Cinq mois après la chute du Président Ibrahim Boubacar KEITA, le Mali des colonels et des alliés est à la croisée des chemins. L’ambitieux programme d’action gouvernementale avalé par le Conseil national de Transition (CNT) comme le sésame de la vie ne semble pas apaiser le pessimisme des milieux syndicaux et politiques. En attendant la moisson d’un bel optimisme, les Maliens s’interrogent et scrutent la profondeur de l’horizon.

 

La concupiscence habituelle des syndicats et l’impatience des populations maliennes à goûter aux fruits de l’après-IBK deviennent pressantes. L’accord de dupes avec la Centrale syndicale est loin de mettre sous contrôle le front social agité par plusieurs spasmes et la flambée des prix de plusieurs denrées de grande consommation devrait inquiéter et appeler à redoubler de vigilance. Mais, voilà, où étaient la plupart d’entre nous en décembre 1983 quand l’augmentation du prix de pain en Tunisie a entraîné des émeutes et la fin du règne de Habib Bourguiba ? Le Mali n’est pas la Tunisie. Mais le pain, c’est aujourd’hui la vie, un produit incontournable. La pénurie de pain, suite aux frictions et mouvements d’humeur toujours en cours dans la filière ne plaident pas pour la popularité des autorités de Transition.

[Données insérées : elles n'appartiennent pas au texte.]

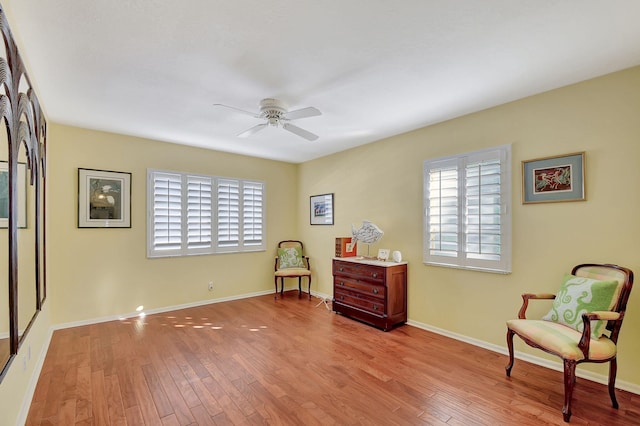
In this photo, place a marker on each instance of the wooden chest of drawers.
(371, 291)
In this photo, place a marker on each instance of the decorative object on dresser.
(291, 263)
(344, 247)
(371, 291)
(368, 233)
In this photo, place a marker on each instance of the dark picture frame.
(104, 199)
(321, 209)
(554, 179)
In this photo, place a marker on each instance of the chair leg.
(569, 382)
(275, 280)
(509, 366)
(613, 370)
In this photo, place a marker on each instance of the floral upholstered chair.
(583, 324)
(291, 263)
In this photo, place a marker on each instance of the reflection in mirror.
(22, 237)
(4, 248)
(27, 299)
(41, 234)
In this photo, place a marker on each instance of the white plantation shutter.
(252, 213)
(166, 206)
(443, 219)
(197, 214)
(467, 210)
(228, 213)
(483, 210)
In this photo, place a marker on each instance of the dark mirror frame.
(26, 126)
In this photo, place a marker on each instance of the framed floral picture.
(553, 179)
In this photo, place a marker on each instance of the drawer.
(364, 287)
(354, 270)
(373, 306)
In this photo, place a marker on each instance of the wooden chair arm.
(587, 317)
(535, 296)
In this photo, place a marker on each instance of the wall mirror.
(22, 201)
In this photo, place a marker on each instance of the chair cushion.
(290, 257)
(561, 340)
(293, 272)
(579, 295)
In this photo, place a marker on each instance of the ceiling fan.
(276, 114)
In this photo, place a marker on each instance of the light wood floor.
(288, 362)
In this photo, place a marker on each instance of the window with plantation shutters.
(166, 213)
(199, 217)
(467, 205)
(228, 213)
(197, 214)
(252, 213)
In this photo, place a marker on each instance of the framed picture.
(104, 199)
(321, 209)
(553, 179)
(4, 195)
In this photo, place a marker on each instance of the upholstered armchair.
(583, 324)
(291, 262)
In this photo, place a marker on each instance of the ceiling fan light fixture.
(276, 113)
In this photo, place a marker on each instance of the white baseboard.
(553, 365)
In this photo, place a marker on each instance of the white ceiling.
(375, 68)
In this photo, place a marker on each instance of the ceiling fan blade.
(302, 113)
(300, 132)
(252, 114)
(252, 130)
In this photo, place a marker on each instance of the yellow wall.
(382, 182)
(95, 273)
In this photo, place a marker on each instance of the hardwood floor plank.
(115, 407)
(99, 413)
(284, 361)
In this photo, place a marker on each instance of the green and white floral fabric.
(290, 258)
(579, 295)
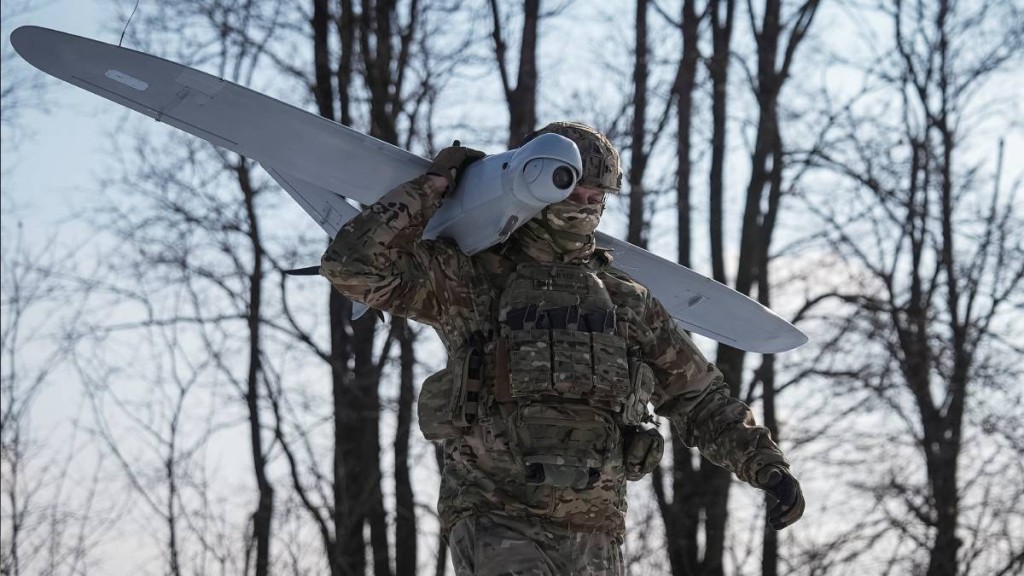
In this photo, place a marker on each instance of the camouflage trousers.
(497, 545)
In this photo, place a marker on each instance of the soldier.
(554, 357)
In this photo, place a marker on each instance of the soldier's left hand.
(784, 498)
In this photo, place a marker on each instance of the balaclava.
(564, 231)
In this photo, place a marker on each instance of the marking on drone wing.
(130, 81)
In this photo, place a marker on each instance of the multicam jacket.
(380, 259)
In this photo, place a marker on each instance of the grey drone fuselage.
(500, 193)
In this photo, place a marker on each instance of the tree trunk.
(682, 516)
(404, 537)
(638, 154)
(263, 516)
(521, 99)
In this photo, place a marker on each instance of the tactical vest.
(571, 388)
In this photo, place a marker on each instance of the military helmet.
(600, 160)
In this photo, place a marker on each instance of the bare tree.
(940, 261)
(521, 99)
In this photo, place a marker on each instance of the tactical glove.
(452, 161)
(785, 500)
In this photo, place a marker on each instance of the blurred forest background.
(173, 404)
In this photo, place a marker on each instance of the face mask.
(567, 216)
(563, 231)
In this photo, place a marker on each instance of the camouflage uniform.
(487, 498)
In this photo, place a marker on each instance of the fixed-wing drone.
(322, 163)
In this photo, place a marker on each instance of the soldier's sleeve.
(691, 393)
(379, 258)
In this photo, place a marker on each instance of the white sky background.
(58, 156)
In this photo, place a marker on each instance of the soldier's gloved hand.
(452, 161)
(784, 498)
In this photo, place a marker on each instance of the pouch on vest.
(434, 407)
(641, 387)
(563, 445)
(643, 449)
(450, 399)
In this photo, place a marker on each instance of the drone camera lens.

S’il n’y avait que le pain qui manquait ! Le cycle vertigineux de hausses, souvent artificielles, constatées ces dernières semaines, commence à faire monter le mercure dans le thermomètre social. Signe de cette déception généralisée, l’émergence d’un front dit Populaire Contre la Vie Chère au Mali. Dans le silence jugé complice, en tout cas compromettant des Associations connues de consommateurs, des voix populaires prennent le relais. Regroupé au sein d’une plateforme d’associations de consommateurs, le Front populaire contre la vie chère qui porte aujourd’hui la voix et les aspirations des Maliens a frappé ce week-end un grand coup qui devrait faire réfléchir les autorités tout comme le constat de l’augmentation du prix de plusieurs denrées de grande consommation (la viande, la farine, le maïs, l’huile…).

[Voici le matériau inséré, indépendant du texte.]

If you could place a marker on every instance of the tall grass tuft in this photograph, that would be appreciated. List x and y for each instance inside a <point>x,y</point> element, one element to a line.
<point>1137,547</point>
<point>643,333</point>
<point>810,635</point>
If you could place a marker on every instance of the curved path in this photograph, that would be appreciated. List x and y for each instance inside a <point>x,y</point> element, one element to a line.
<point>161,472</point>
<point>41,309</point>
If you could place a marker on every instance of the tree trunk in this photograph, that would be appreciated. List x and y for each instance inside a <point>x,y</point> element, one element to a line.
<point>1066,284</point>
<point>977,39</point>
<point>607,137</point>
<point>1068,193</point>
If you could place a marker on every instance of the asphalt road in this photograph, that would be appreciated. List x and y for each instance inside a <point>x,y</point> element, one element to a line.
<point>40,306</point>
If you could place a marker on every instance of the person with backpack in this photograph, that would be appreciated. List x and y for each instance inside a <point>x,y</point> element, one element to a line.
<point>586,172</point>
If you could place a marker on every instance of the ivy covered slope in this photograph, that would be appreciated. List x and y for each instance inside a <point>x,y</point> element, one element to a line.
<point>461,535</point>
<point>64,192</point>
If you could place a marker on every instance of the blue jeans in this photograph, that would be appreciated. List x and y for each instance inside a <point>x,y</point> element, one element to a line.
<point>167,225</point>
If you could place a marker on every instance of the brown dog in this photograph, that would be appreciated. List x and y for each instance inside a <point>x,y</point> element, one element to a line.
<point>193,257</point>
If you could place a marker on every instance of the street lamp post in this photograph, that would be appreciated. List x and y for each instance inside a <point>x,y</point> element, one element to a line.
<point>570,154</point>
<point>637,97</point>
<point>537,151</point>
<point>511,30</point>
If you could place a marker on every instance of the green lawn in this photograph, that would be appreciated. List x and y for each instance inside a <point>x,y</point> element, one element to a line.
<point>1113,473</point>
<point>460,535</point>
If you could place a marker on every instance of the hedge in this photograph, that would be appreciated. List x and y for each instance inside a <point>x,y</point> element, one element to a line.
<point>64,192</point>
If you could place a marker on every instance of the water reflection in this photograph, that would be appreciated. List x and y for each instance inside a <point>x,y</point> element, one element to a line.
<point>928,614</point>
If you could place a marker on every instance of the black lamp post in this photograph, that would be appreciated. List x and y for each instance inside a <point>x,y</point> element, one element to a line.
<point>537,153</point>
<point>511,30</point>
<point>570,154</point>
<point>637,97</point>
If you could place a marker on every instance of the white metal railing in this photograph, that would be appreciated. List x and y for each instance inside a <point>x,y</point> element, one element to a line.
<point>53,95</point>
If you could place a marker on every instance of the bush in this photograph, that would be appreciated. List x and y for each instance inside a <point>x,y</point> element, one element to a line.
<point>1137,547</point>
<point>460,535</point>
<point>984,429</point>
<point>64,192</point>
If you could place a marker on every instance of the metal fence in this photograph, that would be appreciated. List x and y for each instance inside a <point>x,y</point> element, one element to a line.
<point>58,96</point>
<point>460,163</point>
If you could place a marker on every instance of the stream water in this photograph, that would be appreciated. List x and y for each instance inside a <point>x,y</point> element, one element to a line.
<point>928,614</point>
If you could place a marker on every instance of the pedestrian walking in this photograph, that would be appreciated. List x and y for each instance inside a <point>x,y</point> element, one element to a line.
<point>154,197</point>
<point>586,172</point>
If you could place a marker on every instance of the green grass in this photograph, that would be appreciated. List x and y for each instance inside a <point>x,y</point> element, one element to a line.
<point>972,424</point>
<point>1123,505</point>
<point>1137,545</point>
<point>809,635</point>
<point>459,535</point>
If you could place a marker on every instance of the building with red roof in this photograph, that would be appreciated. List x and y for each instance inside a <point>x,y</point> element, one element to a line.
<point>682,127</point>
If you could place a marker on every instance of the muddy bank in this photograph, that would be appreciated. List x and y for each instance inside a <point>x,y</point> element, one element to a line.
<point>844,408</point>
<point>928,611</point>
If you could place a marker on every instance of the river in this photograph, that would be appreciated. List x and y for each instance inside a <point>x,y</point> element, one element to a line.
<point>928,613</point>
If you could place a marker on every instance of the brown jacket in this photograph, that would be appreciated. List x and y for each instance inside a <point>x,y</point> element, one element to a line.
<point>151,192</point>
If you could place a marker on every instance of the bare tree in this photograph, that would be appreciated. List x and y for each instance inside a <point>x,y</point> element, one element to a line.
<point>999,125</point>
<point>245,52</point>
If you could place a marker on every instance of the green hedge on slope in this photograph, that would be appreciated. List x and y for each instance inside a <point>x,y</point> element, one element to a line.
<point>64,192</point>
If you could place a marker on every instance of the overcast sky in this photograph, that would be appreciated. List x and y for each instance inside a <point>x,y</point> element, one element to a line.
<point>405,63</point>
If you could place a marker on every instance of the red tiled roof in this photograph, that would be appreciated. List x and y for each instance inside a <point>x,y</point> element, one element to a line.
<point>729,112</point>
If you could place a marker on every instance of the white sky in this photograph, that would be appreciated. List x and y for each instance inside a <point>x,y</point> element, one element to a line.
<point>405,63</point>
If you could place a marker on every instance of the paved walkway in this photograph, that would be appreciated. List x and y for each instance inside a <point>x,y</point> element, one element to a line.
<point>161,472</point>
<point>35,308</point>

Mais voilà, au lieu se pencher sur cette bombe sociale à quelques encablures du mois de ramadan synonyme d’augmentation systématique de prix, le gouvernement se donne des vacances, pardon se tape une excursion et savoure sa retraite touristique, pour ne pas dire farniente kaysienne comme si tout allait au mieux dans le meilleur des Mali possibles après IBK.
Sans être un oiseau de mauvais augure, le Premier ministre ferait mieux de rappliquer de s’occuper dare-dare de cette augmentation de prix des produits de première nécessité potentiellement dangereuse. Parce que présentement, dans notre pays, tous les indicateurs affichent une cherté de la vie. La vie chère se définissant comme l’inadéquation de l’évolution des prix des produits de grande consommation avec celle du revenu des ménages dont le pouvoir d’achat est relativement faible. Sommes-nous en train de rendre le gouvernement de la Transition seul responsable de la vie chère que nous connaissons ? Comme toute augmentation des prix réduit le pouvoir d’achat et rend la vie chère, celle que nous connaissons actuellement est certainement une bien triste réalité économique résultante de plusieurs phénomènes qui pourraient provoquer une hausse durable et générale des prix.
C’est pourquoi nous pensons simplement que pour y faire face, le gouvernement et toutes les parties prenantes devraient entreprendre des actions concourant à lutter contre tous les facteurs et les déterminants qui engendrent cette vie chère. La rareté et l’indisponibilité des produits sur le marché, l’absence de produits de substitution adéquats sont autant de facteurs aggravant la vie chère par le renchérissement des prix à travers l’inflation spéculative.